The link between loneliness and mental health has been well documented. During the first lockdown when my housemate – a key worker – was out all day, I found myself alone for hours on end in our suffocatingly small first-floor flat. Some days looking at the news would leave me spiralling, other days, eyes bloodshot, all I could do was meticulously follow the news. No matter how many Zoom quizzes I did with friends, the deep and sorrowful pit of loneliness felt never-ending, and I was still one of the lucky ones.

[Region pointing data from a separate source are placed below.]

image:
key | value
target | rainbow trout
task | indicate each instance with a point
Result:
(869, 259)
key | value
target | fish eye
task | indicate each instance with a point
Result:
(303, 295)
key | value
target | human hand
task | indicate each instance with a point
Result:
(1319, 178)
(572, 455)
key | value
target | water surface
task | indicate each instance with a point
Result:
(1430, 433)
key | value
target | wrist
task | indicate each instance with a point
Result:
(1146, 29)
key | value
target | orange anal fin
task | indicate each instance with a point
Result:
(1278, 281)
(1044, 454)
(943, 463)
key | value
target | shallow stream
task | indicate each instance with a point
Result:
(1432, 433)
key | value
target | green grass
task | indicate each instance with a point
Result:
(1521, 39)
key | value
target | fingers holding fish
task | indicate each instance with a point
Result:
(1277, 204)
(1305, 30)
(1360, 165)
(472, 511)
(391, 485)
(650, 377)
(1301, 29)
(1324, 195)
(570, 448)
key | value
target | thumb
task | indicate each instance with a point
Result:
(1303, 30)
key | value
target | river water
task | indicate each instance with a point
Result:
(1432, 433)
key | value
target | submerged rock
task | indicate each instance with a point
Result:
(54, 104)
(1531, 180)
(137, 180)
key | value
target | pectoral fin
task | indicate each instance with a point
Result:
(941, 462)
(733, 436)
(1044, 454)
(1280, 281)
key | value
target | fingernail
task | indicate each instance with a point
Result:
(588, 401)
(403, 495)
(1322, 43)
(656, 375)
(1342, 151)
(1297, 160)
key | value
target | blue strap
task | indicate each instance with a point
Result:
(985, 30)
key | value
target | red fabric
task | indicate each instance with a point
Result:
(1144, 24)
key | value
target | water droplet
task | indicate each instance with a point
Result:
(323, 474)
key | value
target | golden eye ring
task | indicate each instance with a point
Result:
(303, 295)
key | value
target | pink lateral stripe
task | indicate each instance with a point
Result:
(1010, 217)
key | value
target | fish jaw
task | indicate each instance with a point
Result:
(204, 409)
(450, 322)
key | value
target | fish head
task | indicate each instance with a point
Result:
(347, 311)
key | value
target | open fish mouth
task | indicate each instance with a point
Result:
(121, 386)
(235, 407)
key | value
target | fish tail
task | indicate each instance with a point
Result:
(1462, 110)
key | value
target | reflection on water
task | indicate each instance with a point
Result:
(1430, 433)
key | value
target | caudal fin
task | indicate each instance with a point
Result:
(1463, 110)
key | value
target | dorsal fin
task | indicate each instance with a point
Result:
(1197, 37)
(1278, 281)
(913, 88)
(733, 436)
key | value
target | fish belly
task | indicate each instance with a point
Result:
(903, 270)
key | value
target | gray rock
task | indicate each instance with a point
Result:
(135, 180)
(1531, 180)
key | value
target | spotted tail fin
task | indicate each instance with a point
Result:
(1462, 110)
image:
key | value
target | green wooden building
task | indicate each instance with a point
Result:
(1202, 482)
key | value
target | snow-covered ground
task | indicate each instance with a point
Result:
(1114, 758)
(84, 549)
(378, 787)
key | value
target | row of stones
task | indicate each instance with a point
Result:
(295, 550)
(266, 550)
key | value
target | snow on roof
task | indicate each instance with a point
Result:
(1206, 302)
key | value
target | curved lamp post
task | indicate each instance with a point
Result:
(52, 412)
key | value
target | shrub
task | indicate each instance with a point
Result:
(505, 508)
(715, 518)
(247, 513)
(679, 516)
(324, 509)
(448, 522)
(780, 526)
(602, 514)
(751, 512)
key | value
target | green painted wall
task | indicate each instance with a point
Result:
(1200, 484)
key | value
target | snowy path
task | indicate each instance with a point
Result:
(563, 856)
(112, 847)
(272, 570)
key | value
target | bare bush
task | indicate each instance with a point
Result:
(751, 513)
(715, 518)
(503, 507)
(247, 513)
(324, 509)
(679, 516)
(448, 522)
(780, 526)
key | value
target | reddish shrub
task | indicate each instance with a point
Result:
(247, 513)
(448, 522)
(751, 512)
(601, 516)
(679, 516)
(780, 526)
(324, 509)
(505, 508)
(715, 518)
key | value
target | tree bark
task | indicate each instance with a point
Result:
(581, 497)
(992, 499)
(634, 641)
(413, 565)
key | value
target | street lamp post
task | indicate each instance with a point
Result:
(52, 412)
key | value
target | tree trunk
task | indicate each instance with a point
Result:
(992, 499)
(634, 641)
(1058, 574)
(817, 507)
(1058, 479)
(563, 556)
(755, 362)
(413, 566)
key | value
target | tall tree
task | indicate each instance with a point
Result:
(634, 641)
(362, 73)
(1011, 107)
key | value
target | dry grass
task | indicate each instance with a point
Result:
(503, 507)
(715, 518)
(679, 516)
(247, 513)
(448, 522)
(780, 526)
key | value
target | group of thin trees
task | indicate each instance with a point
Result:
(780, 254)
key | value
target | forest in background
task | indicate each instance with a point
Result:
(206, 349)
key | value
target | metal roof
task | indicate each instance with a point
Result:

“Isolation is a killer,” says CBT therapist Sarah Dees. “Isolation can cause depression, poor quality of sleep, impaired executive function, and accelerated cognitive decline. As well as increasing our stress levels, it can cause poor cardiovascular function and impaired immunity.” And while technology can make it feel like we’re finding that connection and community online, Sarah says the number of people experiencing loneliness is still growing.
Before the pandemic, A* from London was already dealing with anxiety and depression, and admits she was self-medicating “with drugs and alcohol like most mid-20s clichés”, but the pandemic made things much worse, and she had "never felt so lonely or low before".
“I think it was the first time I felt despair,” she admits. “Once the pandemic arrived, my ability to drown my sorrows in the pub four nights a week with people that made me feel less alone was swiftly taken away from me.” Before long, A found herself furloughed from work and unexpectedly stuck living with a couple.
“Watching a couple get to flourish in their relationship while I wasn't even experiencing human touch felt almost like a personal attack,” she continues. “In those moments I was extremely aware of how severely my mental health was deteriorating to, essentially, paranoia. I attempted to combat those extreme lows by going on three, four, five, six-hour walks.” But even then, the site of other couples on her walks became hard to grapple with. “I was so in my head about being alone and never being able to find anyone that I thought the world was basically shoving my loneliness in my face and rubbing it around a bit.”